Em "Jumping Jack Flash", a oitava faixa e a se constituir de mais um clássico dos Rolling Stones, se trata de uma versão mais acelerada de nossa parte, mais a ver com a versão do Johnny Winter do que a dos próprios Rolling Stones e nesses termos, a Verônica se solta de uma forma impressionante.
Nessa ocasião, ela mesmo sem nenhuma instrução sobre técnica vocal, tampouco sobre teoria musical, não se furtava a improvisar de uma forma intuitiva e absurda, ao fazer uma escalada vocal em termos de sobreposição, como se tivesse sido um arranjo bem concatenado, mas na verdade, foi fruto de sua intuição e demonstrou assim que o seu potencial nato era imenso.
A guitarra do Rubens aparece um pouco mais e é muito bom o seu solo, cheio de elementos vindos do Blues. E alguns momentos mais amenos, dá para se ouvir um pouco a performance do Zé Luiz, ainda que limitada a uma maçaroca, sem a possibilidade de distinção entre as peças de seu kit de bateria e não haveria de ser diferente mediante um único microfone em posição "overall" para captar tudo, de uma forma indistinta e a "brigar" com os demais instrumentos e vozes.
A seguir, vem mais uma canção que gostávamos de tocar, pois exigia demais de todos pela energia esfuziante de sua natureza: "Now I'm Here" do Queen e claro, a Verônica escandaliza a soltar a voz.

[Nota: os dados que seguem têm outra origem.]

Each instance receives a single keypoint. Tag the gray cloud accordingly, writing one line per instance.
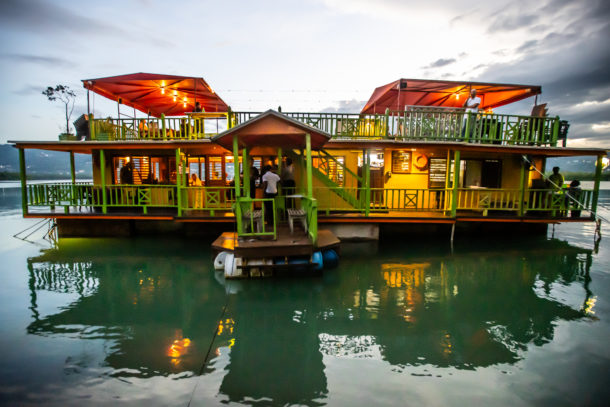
(573, 68)
(28, 90)
(440, 63)
(504, 22)
(45, 17)
(346, 106)
(36, 59)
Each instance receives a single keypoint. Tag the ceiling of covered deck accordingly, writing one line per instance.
(419, 92)
(272, 129)
(158, 94)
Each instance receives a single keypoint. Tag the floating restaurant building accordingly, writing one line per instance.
(411, 159)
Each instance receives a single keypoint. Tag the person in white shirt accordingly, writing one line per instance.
(472, 106)
(270, 180)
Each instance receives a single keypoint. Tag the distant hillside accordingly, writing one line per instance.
(42, 164)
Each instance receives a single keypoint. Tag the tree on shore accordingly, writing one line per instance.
(65, 95)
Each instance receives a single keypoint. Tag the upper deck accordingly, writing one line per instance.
(415, 123)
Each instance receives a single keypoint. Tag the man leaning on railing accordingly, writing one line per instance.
(472, 106)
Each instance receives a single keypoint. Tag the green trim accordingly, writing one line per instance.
(309, 166)
(236, 166)
(456, 179)
(522, 186)
(103, 180)
(178, 183)
(22, 176)
(598, 175)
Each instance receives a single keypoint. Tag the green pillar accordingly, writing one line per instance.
(522, 186)
(72, 172)
(103, 180)
(236, 166)
(22, 177)
(279, 168)
(456, 179)
(309, 166)
(179, 182)
(598, 177)
(91, 127)
(366, 162)
(246, 166)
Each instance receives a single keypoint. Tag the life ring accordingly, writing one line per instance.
(421, 162)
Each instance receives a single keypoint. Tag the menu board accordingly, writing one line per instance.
(438, 172)
(401, 161)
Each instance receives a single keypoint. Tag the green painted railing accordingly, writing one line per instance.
(414, 123)
(163, 128)
(433, 124)
(208, 198)
(483, 200)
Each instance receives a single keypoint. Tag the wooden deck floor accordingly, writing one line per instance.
(286, 244)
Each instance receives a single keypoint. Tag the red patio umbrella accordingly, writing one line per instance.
(155, 94)
(410, 92)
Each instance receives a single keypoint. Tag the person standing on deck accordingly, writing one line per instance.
(270, 181)
(556, 180)
(472, 106)
(288, 184)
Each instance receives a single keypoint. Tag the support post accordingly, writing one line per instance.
(522, 186)
(598, 176)
(366, 160)
(73, 178)
(103, 180)
(91, 127)
(246, 166)
(179, 171)
(279, 168)
(22, 177)
(309, 166)
(236, 166)
(456, 178)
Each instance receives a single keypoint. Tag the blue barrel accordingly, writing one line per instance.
(318, 260)
(330, 258)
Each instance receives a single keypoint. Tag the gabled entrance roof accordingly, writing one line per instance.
(171, 95)
(409, 92)
(272, 129)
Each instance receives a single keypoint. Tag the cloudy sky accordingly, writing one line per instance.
(306, 55)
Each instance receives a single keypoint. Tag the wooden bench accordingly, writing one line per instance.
(298, 214)
(254, 218)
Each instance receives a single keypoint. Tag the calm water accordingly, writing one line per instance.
(148, 322)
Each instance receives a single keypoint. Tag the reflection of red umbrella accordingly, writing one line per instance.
(156, 94)
(411, 92)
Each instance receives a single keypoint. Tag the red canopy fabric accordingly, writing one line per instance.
(157, 94)
(420, 92)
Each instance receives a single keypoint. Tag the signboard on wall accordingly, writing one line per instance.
(401, 162)
(438, 172)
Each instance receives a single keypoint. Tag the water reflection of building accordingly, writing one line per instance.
(160, 313)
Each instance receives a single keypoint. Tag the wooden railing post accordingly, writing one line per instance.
(366, 160)
(91, 127)
(456, 179)
(468, 124)
(179, 171)
(522, 186)
(598, 176)
(103, 180)
(22, 177)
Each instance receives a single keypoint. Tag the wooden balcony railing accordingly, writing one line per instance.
(470, 201)
(414, 123)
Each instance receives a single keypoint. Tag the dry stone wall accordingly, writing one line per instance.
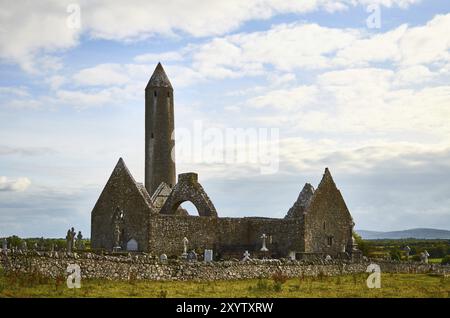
(147, 268)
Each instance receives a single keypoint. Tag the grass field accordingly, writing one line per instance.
(392, 285)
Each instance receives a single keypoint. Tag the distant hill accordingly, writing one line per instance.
(420, 233)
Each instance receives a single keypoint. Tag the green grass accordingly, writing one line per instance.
(392, 285)
(434, 260)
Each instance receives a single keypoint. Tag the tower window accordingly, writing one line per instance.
(329, 240)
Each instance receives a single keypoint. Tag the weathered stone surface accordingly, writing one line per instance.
(121, 194)
(328, 224)
(144, 268)
(318, 223)
(159, 130)
(302, 203)
(189, 189)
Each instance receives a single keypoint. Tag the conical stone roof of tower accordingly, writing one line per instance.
(302, 203)
(159, 78)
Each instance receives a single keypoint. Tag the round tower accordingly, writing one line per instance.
(159, 131)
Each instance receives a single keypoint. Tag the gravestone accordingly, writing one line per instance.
(132, 245)
(246, 257)
(208, 256)
(292, 256)
(192, 256)
(424, 257)
(70, 239)
(80, 243)
(185, 243)
(163, 258)
(407, 250)
(264, 248)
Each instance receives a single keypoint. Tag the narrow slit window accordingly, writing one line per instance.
(330, 241)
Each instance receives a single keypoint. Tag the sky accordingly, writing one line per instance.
(361, 87)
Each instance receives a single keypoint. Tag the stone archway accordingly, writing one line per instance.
(188, 189)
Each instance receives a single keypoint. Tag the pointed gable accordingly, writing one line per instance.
(121, 184)
(328, 198)
(302, 203)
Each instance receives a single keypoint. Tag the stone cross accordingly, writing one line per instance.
(185, 243)
(70, 239)
(246, 256)
(163, 258)
(407, 249)
(424, 257)
(264, 248)
(80, 244)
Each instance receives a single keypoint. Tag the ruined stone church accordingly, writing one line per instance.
(129, 216)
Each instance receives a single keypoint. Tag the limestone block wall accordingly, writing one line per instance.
(144, 267)
(226, 236)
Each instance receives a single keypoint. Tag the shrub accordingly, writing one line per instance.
(395, 254)
(446, 260)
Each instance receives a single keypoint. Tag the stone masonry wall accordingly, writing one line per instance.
(230, 235)
(143, 267)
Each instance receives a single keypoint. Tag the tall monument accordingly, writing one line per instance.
(159, 131)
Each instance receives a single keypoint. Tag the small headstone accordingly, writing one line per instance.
(4, 244)
(70, 240)
(80, 243)
(264, 248)
(192, 256)
(292, 256)
(163, 258)
(246, 257)
(185, 243)
(208, 255)
(407, 250)
(424, 257)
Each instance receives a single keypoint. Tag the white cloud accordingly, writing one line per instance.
(31, 30)
(102, 74)
(287, 99)
(14, 185)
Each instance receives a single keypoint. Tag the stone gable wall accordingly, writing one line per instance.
(121, 192)
(224, 235)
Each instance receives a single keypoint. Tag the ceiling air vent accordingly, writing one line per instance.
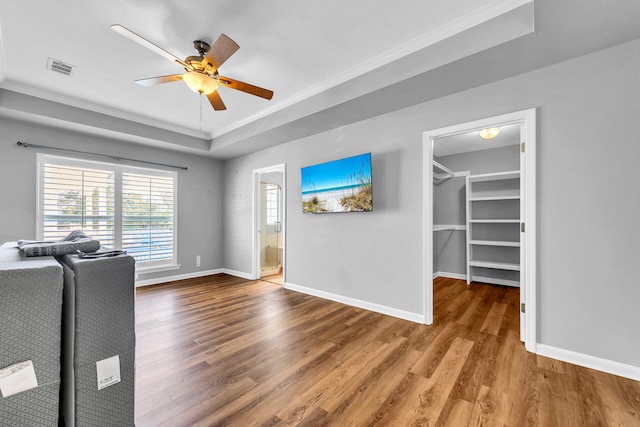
(60, 67)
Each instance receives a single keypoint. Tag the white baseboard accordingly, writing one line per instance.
(390, 311)
(592, 362)
(158, 280)
(237, 273)
(165, 279)
(449, 275)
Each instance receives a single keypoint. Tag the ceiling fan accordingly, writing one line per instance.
(201, 72)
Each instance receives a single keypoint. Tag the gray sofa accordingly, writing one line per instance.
(98, 323)
(30, 329)
(68, 315)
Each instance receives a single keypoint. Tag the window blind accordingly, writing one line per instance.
(123, 207)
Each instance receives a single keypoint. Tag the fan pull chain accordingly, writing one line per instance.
(200, 112)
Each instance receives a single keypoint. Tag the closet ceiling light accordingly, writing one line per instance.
(489, 133)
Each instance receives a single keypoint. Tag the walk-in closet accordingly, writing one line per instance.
(477, 206)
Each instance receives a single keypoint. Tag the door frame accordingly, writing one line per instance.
(282, 167)
(528, 284)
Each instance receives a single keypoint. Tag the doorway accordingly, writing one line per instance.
(269, 223)
(524, 121)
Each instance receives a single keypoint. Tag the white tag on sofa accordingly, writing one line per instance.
(108, 371)
(17, 378)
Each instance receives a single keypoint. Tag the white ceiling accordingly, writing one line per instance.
(329, 63)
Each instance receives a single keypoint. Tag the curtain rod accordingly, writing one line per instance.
(25, 145)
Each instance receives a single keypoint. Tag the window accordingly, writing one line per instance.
(123, 207)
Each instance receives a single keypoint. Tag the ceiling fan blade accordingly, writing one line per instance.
(221, 50)
(149, 45)
(245, 87)
(216, 101)
(151, 81)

A chamada dela, a capella para dar a deixa para a volta do instrumental a finalizar a canção, impressiona ao mostrar a sua voz rasgada, selvagem, absolutamente adorável pela espontaneidade e força na emissão. Que cantora nós tivemos! E aqui, Rubens e Zé Luiz são melhor ouvidos. A evolução de um fraseado feito nos tambores, mostra o quanto Zé Luiz já era muito técnico e a nossa banda mal estava a iniciar os seus trabalhos nessa ocasião.
A décima faixa mostra mais uma versão de: "My My Hey Hey" do Neil Young/Crazy Horse e desta feita, mediante um outro show, como eu já expliquei. A performance é praticamente igual da parte da nossa banda, mas o som desta versão tem um padrão de volume mais baixo que as demais, mesmo assim, eu optei por incluí-la, por ser uma peça histórica, naturalmente e disco com característica de "bootleg" tem margem para que o critério técnico seja completamente relevado, eu considero dessa forma.

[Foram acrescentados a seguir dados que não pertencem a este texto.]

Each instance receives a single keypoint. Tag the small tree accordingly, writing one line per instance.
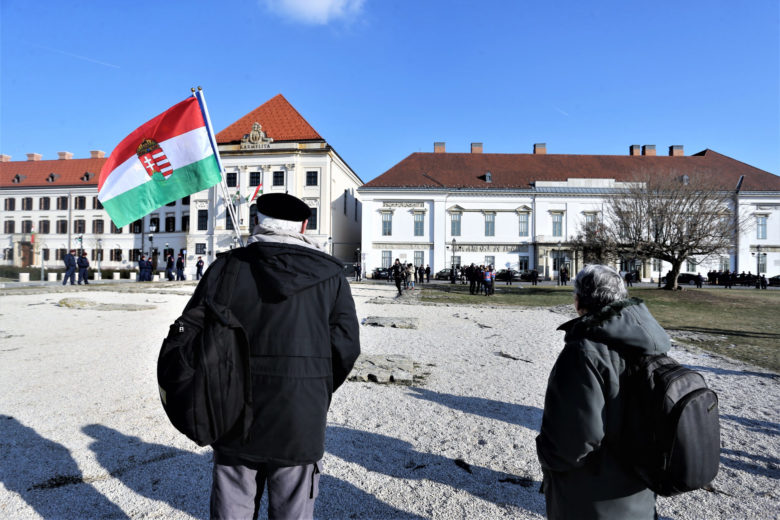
(673, 217)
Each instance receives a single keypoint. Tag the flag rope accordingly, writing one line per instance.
(231, 209)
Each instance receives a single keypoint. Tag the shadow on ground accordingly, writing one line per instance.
(527, 416)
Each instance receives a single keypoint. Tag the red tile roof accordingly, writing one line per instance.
(467, 170)
(279, 120)
(67, 172)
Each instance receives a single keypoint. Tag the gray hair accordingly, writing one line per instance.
(277, 224)
(598, 285)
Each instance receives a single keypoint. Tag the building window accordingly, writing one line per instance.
(419, 224)
(490, 224)
(203, 219)
(524, 229)
(312, 224)
(522, 263)
(761, 227)
(387, 259)
(455, 224)
(762, 263)
(387, 224)
(557, 224)
(170, 223)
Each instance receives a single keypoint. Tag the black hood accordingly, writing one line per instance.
(287, 269)
(625, 324)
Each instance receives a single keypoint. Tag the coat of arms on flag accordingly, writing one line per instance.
(153, 158)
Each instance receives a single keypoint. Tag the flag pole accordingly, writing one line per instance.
(225, 195)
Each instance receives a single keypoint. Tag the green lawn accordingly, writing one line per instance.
(744, 324)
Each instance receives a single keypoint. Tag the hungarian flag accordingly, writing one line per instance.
(165, 159)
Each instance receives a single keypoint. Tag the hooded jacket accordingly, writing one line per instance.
(583, 413)
(297, 310)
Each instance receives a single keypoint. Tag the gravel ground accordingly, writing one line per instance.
(83, 435)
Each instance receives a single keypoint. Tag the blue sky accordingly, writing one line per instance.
(382, 79)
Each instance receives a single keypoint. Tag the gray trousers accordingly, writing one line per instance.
(236, 491)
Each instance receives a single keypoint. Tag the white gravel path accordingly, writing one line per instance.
(83, 435)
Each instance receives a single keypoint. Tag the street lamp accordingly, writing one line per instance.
(452, 277)
(100, 253)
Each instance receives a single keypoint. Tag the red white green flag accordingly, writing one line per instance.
(165, 159)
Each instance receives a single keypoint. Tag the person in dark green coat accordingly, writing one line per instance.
(584, 476)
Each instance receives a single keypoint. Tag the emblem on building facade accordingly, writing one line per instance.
(153, 158)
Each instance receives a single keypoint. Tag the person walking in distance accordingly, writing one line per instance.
(70, 267)
(296, 307)
(83, 264)
(585, 477)
(199, 268)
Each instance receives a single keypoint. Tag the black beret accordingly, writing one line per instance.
(283, 207)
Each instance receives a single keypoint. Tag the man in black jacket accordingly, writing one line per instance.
(297, 310)
(584, 476)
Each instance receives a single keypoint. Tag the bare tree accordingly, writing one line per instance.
(670, 216)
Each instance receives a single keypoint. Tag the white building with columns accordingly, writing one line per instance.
(521, 211)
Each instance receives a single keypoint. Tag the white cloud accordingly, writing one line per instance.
(318, 12)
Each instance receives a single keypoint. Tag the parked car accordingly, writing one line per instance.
(503, 275)
(444, 274)
(684, 278)
(380, 273)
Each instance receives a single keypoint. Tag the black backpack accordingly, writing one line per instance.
(671, 433)
(203, 369)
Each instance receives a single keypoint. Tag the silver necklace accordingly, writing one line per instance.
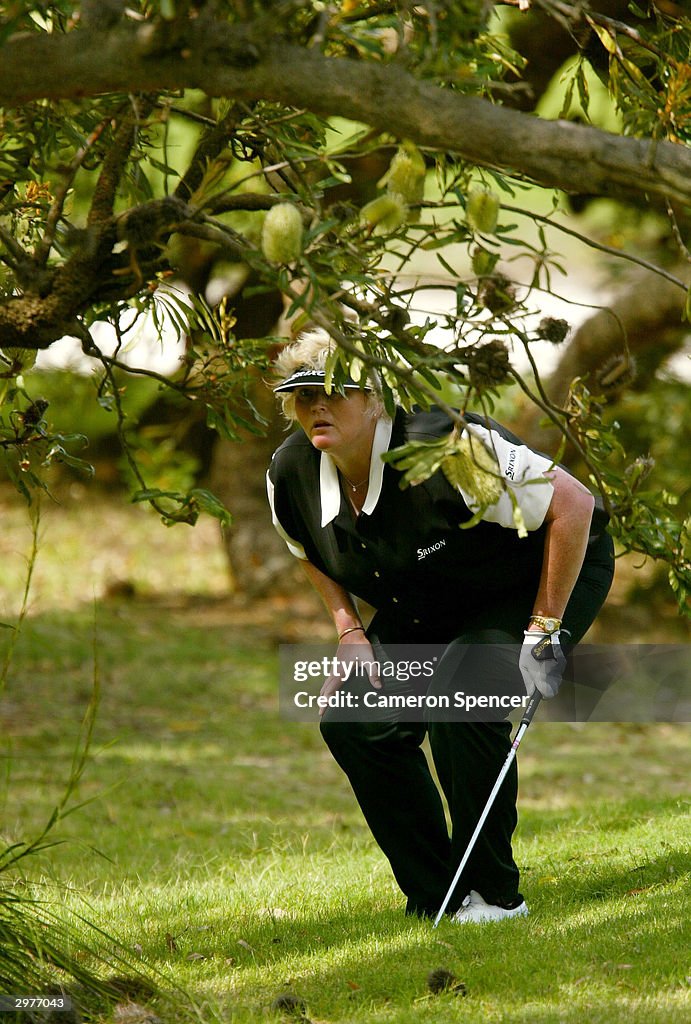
(354, 486)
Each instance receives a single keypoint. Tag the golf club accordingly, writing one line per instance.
(520, 732)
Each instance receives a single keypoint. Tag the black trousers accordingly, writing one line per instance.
(391, 777)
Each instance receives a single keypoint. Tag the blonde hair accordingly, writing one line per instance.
(311, 351)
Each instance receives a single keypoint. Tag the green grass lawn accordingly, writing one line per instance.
(223, 847)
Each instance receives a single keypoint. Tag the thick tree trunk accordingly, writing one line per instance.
(645, 321)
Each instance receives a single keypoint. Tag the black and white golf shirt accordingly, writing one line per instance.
(405, 554)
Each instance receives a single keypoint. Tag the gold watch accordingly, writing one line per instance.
(547, 623)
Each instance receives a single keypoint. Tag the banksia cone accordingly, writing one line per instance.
(15, 360)
(488, 365)
(497, 294)
(614, 375)
(405, 177)
(482, 211)
(282, 233)
(385, 213)
(473, 468)
(553, 330)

O mesmo ocorreu com a décima primeira faixa: "Honk Tonk Women" dos Rolling Stones, quando o áudio master ficou prejudicado. Mesmo assim, é uma versão interessante por ter deixado a linha do baixo bem proeminente e assim, a minha opção pelo balanço a la Black Music se mostra com clareza.
Eu exagerei, confesso, e hoje em dia eu não arriscaria certas frases mais imprudentes, a desafiar a lei da divisão rítmica, digamos assim, mas há de se ressaltar o ímpeto juvenil que eu tinha naquela ocasião e também a boa surpresa de se ouvir essa versão, gravada de forma precária e mesmo assim, se observar um timbre muito bom, a mostrar o mérito genuíno de um baixo Fender Jazz Bass, puro e simples.
Rosana Gióia fez uma linha de backing vocals boa, com afinação e isso deu margem para que a Verônica Luhr improvisasse e subisse em certos trechos, com um brilhantismo incrível. A sobreposição vocal que ela faz em vários trechos da sua interpretação, chega a ser impressionante.
A décima segunda faixa é mais uma versão da música do Mutantes: "O Contrário de Nada é Nada". Desta feita dá para ouvir melhor a guitarra do Rubens e também o seu backing vocals. Infelizmente, esta música estava cortada na fita K7 e assim, a solução foi estabelecer um efeito de "fade out" para encerrá-la durante a entrada do segundo refrão, para maquiar o seu final abrupto logo a seguir.
Eis que chegamos à última faixa, uma versão bastante energética para "Johnny B. Goode" do Chuck Berry. O baixo está bastante prejudicado nesta versão, que contém mais bateria para compensar e a guitarra, se apresenta medianamente.
Logo no início, há uma microfonia bastante desagradável que ocorreu no momento da captura, mas que não foi possível eliminar na pós-produção de 2020. Houve sim um bom trabalho de limpeza feito, mas como uma camada geral, impossível de ser feita separadamente, pois se tratou de uma captura pobre com o "LR" (lados direito e esquerdo do estéreo), a se mostrar estático, ou seja, se limpou tudo em bloco e não separado por canal, portanto, se fosse para eliminar a tal microfonia, haveria um prejuízo generalizado.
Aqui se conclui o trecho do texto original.